In electronic devices, a clock signal that oscillates from a high state to a low state is used to coordinate the timing of two or more electronic circuits. Several electronic circuits can be coordinated together by feeding a common clock signal to each of the several circuits, synchronizing the rising and falling edges of the clock signal at each circuit, and then coordinating the circuits' timing based on the rising and/or falling edges of the common clock signal. The relative timing of the rising and falling edges of a clock signal is referred to as a “duty cycle”. Typically, the rising edge and falling edge of a clock signal are separated by equal periods of time, resulting in a duty cycle of 50%.
As electronic devices are designed to run at faster speeds, the clock signals on the devices must oscillate at higher frequencies, where small amounts of signal distortion can significantly affect the duty cycle of the clock signal. As a result, electronic circuits in high speed devices often incorporate circuitry that corrects the distortion in a received clock signal in order to ensure accurate synchronization.
FIG. 1 shows a conventional Single-Ended Duty Cycle Correction (SEDCC) circuit 100 that is used to compensate for duty cycle distortion in a clock signal. The SEDCC circuit 100 includes a delay cell 102 that receives an input clock signal 104 through a buffer 108. The delay cell 102 introduces a delay to one of the two edges of the input clock signal 104 (i.e. rising edge or falling edge) based upon a DC error feedback signal 120. The delay cell 102 outputs an output clock signal 106 through two additional buffers 110 and 112. Since delay of only one edge of the input signal 104 is adjusted and that of the other edge is fixed, the time from a rising edge to the next falling edge will be adjusted. Thus, the delay introduced by the delay cell 102 causes the output clock signal 106 to have a different duty cycle than the input clock signal 104.
The SEDCC circuit 100 further includes a feedback loop that includes a feedback buffer 114, an RC filter 116 and an amplifier 118. The output clock signal 106 is received by the RC filter 116, through the feedback buffer 114. The RC filter 110 converts the output clock signal 106 to a DC averaged clock signal 122, which is input to an amplifier 118. The amplifier 118 compares the DC averaged clock signal 122 to a reference DC voltage of ½ Vdd and generates a DC error feedback signal 120 based on the voltage offset between the DC averaged clock signal 122 and ½ Vdd. The DC error feedback signal 120 is, therefore, based on the difference between the duty cycle of the output clock signal 106 and 50%. The delay cell 102 adjusts the duty cycle of output clock signal 106 based on the DC error feedback signal 120 in order to reduce the DC error feedback signal 120 to zero and achieve a 50% duty cycle in the adjusted clock signal 106.

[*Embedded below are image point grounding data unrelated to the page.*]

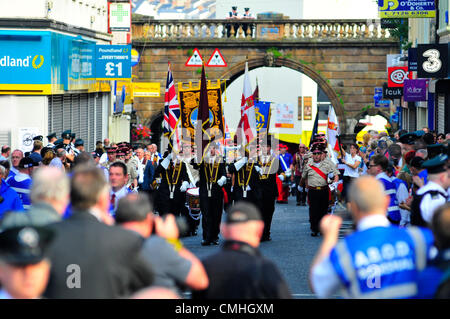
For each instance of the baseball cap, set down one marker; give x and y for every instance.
(95, 154)
(417, 162)
(242, 212)
(27, 162)
(24, 245)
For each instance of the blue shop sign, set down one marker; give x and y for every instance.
(25, 61)
(113, 62)
(406, 9)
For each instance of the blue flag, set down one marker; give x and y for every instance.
(262, 112)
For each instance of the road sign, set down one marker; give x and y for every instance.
(113, 62)
(195, 60)
(392, 93)
(216, 60)
(396, 76)
(135, 57)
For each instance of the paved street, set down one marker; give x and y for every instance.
(292, 248)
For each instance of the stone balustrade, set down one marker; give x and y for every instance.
(251, 30)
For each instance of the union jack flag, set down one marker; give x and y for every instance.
(171, 109)
(171, 106)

FIG. 2 shows a circuit level diagram of the feedback buffer 114 and the RC filter 1 16 of FIG. 1. The feedback buffer 114 includes a PMOS device 150 and an NMOS device 152. The feedback buffer 114 receives the output clock signal 106 as input and transmits a buffered output clock signal 154 as output. When the output clock signal 106 is at a logic high level, the PMOS device 150 turns off and the NMOS device 152 turns on, pulling the buffered output clock signal 154 down to ground and giving the PMOS device 150 an effective resistance of Rp. When the adjusted clock signal 106 is at a logical low level, the NMOS device 152 turns off an the PMOS device 150 turns on, pulling the buffered output clock signal 154 up to Vdd and giving the NMOS device 152 an effective resistance of Rn. The RC filter 116 converts the buffered output clock signal 154 to the DC averaged clock signal 122.

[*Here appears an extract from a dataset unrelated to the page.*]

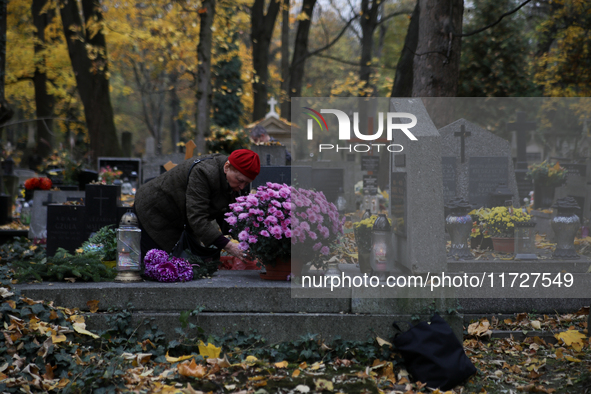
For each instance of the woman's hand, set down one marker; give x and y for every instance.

A drawback of the SEDCC circuit 100 is that, in practice, a mismatch in the effective resistances of the NMOS device 152 and the PMOS device 150 of the buffer 114 may cause a variation in the DC averaged clock signal 122. As a result, when the duty cycle of the output clock signal 106 reaches 50%, the DC averaged clock signal 122 is offset higher or lower than ½ Vdd. The offset causes the DC error feedback signal 120 to have a non-zero value in response to a perfect clock signal, in response to which the delay cell 102 adjusts the duty cycle of output clock signal 106 away from the desired 50%.